Sekarang Indonesia mengimpor 800 ribu barel minyak setiap hari, sekitar 50 persen dari kebutuhan nasional. Bahkan, Indonesia diprediksi bisa menjadi importir gas pada 2022 kalau eksplorasi dan infrastruktur gas yang dibangun tak memadai. Impor makin besar karena produksi migas terus menurun.
Indonesia memerlukan tambahan cadangan minyak dan gas dalam jumlah yang sangat besar. Dengan cadangan minyak yang terbukti sebesar 3,3 miliar barel dan produksi minyak per tahun mencapai 300 juta barel saat ini, Indonesia harus mendapatkan cadangan baru agar impor minyak tak semakin membengkak.
Ilustrasi Migas, Pertamina Hulu Energi. Foto: Dok. Pertamina Hulu Energi
Sebenarnya Indonesia masih punya potensi migas yang cukup besar. Satuan Kerja Khusus Pelaksana Kegiatan Usaha Hulu Minyak dan Gas Bumi (SKK Migas) mencatat, hingga awal 2018 terdapat 128 cekungan di seluruh Indonesia yang berpotensi memiliki kandungan hidrokarbon. Adapun hidrokarbon merupakan senyawa migas.
ADVERTISEMENT
Dari 128 cekungan tersebut, sebanyak 74 cekungan hingga saat ini masih belum dieksplorasi untuk kemudian dimanfaatkan hasil migasnya.
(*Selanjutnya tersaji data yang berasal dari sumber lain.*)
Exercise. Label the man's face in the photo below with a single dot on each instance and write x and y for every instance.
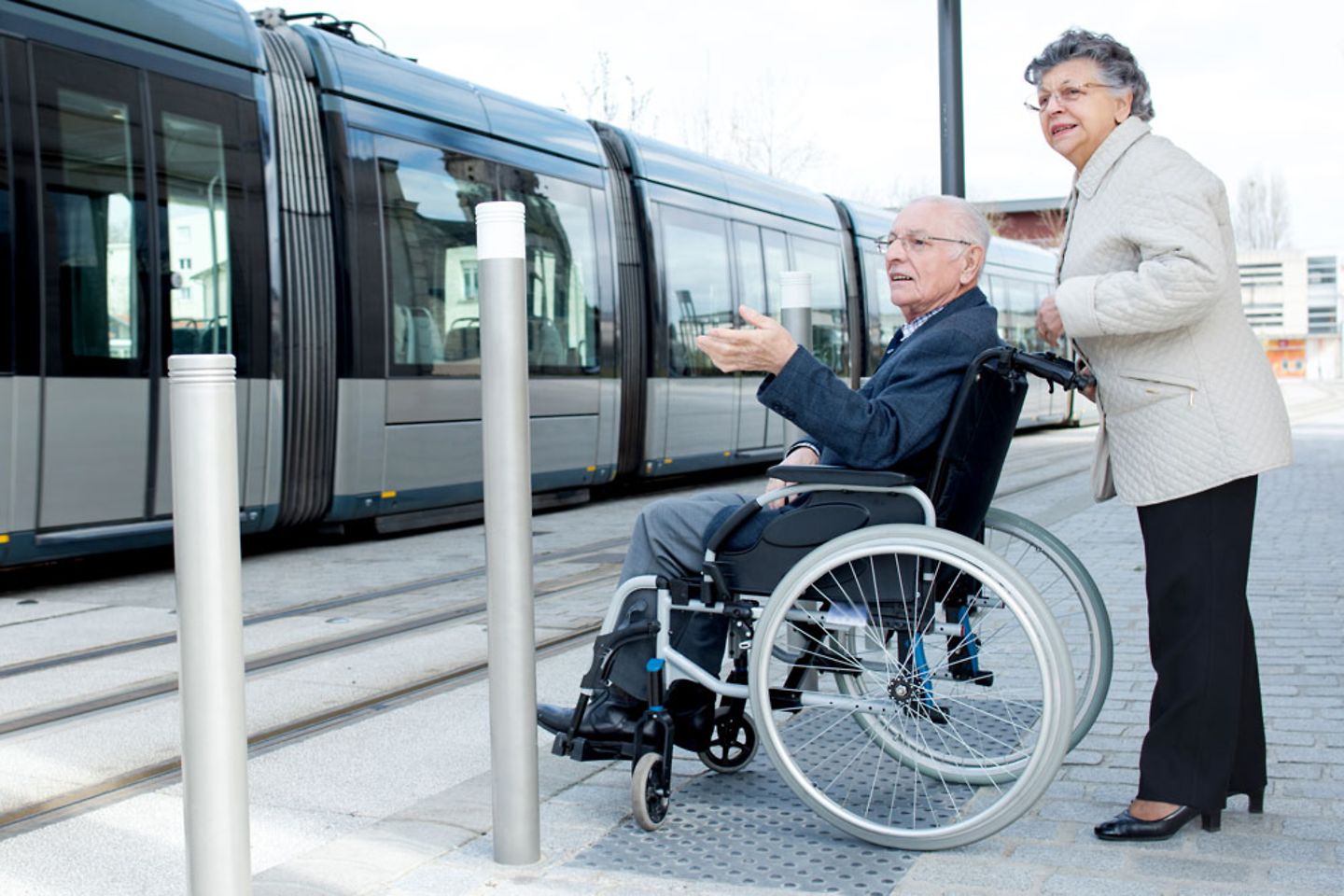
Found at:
(929, 263)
Padahal jika dieksplorasi, Indonesia dapat memiliki cadangan migas baru.
Masalahnya, PT Pertamina (Persero), satu-satunya BUMN perminyakan Indonesia, malas mencari cadangan baru. Cadangan migas besar yang terakhir kali ditemukan Pertamina adalah Jatibarang pada 1967 alias 52 tahun lalu.
"Sudah sekian tahun tidak ada eksplorasi besar yang kita lihat sampai kita menurun, menurun, dan menurun sehingga kita semakin lama impornya semakin banyak," kata Jokowi saat menghadiri Indonesia Petroleum Association Convention and Exhibition 2018, 2 Mei 2018 lalu.
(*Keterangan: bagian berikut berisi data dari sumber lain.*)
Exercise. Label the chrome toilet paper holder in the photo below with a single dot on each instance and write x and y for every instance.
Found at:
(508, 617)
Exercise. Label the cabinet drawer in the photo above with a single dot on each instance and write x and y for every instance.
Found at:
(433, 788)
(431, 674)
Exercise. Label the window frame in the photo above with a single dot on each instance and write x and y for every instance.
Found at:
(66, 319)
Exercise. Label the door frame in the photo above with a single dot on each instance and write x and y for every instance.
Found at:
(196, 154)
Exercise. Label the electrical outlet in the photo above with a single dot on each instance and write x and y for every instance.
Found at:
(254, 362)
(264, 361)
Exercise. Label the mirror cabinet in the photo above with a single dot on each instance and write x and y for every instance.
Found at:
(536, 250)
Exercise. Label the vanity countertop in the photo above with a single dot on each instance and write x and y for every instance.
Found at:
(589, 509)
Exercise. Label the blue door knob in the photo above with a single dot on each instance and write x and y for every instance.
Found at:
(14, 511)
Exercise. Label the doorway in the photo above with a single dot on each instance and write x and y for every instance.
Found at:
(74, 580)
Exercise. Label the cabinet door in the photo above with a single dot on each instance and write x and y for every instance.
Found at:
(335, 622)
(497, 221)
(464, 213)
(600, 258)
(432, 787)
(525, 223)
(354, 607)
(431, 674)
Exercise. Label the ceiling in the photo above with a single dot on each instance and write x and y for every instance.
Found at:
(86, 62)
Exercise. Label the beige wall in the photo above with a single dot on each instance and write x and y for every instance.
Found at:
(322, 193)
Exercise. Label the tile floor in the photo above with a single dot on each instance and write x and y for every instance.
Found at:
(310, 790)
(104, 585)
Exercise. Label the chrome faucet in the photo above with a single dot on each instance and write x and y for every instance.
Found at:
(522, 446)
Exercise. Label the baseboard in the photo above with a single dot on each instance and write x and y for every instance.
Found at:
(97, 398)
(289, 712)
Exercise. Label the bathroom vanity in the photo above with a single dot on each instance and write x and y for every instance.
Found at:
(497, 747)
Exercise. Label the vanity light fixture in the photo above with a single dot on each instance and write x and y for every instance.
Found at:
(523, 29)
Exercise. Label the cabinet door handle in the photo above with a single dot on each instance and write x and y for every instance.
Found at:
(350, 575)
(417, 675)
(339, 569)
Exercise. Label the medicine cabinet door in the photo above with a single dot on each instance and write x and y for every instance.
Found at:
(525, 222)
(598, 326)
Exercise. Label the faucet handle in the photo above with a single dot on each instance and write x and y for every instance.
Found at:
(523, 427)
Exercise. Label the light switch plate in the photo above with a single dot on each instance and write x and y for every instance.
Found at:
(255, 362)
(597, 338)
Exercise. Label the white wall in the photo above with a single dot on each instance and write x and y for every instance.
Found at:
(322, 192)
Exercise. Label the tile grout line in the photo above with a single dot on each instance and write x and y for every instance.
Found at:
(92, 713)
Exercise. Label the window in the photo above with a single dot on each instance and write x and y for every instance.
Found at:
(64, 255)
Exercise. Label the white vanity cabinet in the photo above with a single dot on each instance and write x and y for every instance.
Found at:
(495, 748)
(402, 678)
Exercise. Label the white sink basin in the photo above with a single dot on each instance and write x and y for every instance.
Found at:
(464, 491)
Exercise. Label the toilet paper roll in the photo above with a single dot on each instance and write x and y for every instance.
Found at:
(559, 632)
Kalau nantinya jadi Komut Pertamina, Ahok yang kebetulan punya latar pendidikan Teknik Geologi harus mendorong Pertamina melakukan eksplorasi migas.
ADVERTISEMENT
3. Keuangan Pertamina
PT Pertamina (Persero) mencatatkan laba bersih USD 2,53 miliar atau Rp 35,99 triliun dalam laporan keuangan 2018. Namun laba bersih ini terutama disokong dari pendapatan kompensasi yang cukup besar senilai Rp 41 triliun. Dana kompensasi merupakan sumber pendapatan baru perusahaan. Pada laporan keuangan 2017, Pertamina tidak mendapatkan dana kompensasi, hanya dana subsidi.
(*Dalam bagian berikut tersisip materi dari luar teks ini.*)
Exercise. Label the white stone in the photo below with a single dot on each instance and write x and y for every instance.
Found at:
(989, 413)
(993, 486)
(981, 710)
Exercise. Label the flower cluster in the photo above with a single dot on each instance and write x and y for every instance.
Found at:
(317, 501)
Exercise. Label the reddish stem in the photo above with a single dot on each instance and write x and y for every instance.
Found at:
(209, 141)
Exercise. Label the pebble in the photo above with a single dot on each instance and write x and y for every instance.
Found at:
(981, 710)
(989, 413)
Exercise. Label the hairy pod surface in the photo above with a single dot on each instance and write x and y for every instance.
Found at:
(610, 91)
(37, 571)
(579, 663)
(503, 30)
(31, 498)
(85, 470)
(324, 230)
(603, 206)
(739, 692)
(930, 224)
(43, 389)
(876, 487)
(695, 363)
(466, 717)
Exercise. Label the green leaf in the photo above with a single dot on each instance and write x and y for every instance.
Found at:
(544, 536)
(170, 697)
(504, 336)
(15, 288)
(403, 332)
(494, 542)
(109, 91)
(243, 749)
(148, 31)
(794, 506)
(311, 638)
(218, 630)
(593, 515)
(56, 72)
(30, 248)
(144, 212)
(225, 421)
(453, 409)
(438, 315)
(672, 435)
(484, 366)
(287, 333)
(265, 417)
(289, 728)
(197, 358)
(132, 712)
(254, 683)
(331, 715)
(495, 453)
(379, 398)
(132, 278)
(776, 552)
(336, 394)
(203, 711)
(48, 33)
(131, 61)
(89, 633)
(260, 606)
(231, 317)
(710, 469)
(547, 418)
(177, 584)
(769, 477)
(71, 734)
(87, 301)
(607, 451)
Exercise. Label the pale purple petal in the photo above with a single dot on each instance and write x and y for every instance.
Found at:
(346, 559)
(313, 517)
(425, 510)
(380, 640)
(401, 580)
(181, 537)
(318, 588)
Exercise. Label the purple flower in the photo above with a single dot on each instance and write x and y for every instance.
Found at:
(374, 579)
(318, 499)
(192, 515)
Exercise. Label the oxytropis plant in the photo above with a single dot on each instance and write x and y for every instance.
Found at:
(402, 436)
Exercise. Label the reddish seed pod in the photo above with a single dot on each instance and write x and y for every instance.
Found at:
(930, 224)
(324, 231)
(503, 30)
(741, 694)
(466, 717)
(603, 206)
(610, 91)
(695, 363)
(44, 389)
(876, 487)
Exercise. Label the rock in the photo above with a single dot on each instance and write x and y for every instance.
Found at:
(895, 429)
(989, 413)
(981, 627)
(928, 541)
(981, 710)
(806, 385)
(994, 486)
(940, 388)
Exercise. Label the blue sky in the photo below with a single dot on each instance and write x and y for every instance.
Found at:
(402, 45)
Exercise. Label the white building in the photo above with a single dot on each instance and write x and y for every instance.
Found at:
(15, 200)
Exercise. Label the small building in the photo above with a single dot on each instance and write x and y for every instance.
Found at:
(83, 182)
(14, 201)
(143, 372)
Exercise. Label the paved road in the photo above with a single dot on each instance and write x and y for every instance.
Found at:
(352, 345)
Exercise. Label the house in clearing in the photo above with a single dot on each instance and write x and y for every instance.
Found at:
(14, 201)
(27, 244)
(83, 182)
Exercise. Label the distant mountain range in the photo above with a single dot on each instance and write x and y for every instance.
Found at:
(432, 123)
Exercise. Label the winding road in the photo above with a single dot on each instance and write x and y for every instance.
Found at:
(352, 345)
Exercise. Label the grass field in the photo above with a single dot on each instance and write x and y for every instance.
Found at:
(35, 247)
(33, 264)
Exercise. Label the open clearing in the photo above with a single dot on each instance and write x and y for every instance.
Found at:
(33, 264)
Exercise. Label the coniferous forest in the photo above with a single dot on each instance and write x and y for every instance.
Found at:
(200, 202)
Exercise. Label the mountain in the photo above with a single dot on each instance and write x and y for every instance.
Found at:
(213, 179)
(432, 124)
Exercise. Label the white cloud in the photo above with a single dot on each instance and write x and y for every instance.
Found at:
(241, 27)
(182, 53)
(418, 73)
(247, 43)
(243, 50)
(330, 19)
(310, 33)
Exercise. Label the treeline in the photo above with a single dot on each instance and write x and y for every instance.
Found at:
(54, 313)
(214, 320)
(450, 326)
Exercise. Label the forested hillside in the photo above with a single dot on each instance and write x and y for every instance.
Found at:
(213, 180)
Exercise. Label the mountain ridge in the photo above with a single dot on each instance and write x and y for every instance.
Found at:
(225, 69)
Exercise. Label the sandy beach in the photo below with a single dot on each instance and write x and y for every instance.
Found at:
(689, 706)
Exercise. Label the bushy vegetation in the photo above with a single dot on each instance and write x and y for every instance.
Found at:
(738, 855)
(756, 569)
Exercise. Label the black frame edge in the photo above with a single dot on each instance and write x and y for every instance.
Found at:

Pertamina mengajukan kompensasi kepada pemerintah karena ada pendapatan perusahaan yang hilang akibat harga BBM selama 2018 tak dinaikkan meski nilai tukar dolar AS dan harga minyak dunia meningkat.
Pendapatan kompensasi sebenarnya masih berupa piutang. Uangnya belum sampai ke tangan Pertamina. Pemerintah harus menganggarkan terlebih dahulu di APBN.
Keberadaan Ahok diharapkan bisa membuat tata kelola perusahaan lebih baik sehingga keuangan Pertamina lebih sehat.